Du haut de ses 26 ans, Ophélia respire la détermination et la passion. Nul besoin de plus de détails pour comprendre que cette artiste aux multiples talents a séduit l’Asie avec son style et son imagination. Avec acharnement, la Française a fait de Hong Kong sa terre d’adoption. Une histoire d’amour qui ne s’est pas faite sans épreuves.
2014. Un double diplôme en mode et en Art en poche, et des passages réussis chez Galliano et Stella McCartney, la designer textile décide de faire ses bagages pour étudier les costumes traditionnels des minorités en Asie. Voyageant seule pour la première fois, elle s’est très vite adaptée à la vie sur la route. “Quand j’arrivais dans un pays, j’essayais de trouver quelqu’un qui parlait anglais.
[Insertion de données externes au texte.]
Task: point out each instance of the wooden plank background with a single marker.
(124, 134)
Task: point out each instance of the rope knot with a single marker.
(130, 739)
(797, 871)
Je lui demandais d’écrire dans mon carnet de croquis des phrases bateau pour expliquer ma démarche, se souvient-elle. Ensuite je louais un scooter et je parcourrais les petits villages à la recherche de costumes bien particuliers”.
Alors qu’elle dénichait des parures conservées au fond des placards, Ophélia apprenait auprès des habitants les techniques requises pour ce type de créations. Des techniques de broderie, de teinture ou de tissage avec des feuilles de lotus, qu’elle envisageait comme “intéressantes pour le monde de la mode occidentale”.
Désillusion. Après une année à traverser le Laos, la Thaïlande, l’Inde, le Vietnam, le Cambodge, les Philippines et la Birmanie, loin des plages touristiques, Ophélia concède à rentrer en France pleine de nouvelles ressources. 500 giga de photos, vidéos, des carnets de croquis et de vrais costumes traditionnels accumulés dans sa valise n’attendaient qu’à être exposés. Un trésor à ses yeux, une perte de temps selon les entreprises françaises. “C’est assez fermé en France, le milieu est difficile d’accès. Et dans le domaine de la mode, on m’a reproché de ne pas être restée sur la scène, d’entretenir mes relations via les réseaux sociaux etc”, lâche-t-elle avant de déplorer: “J’étais partie dans l’espoir que cette étude du costume m’apporte une particularité, une originalité sur le curriculum vitae et en fait ça n’a pas été reconnu en France. Au contraire”.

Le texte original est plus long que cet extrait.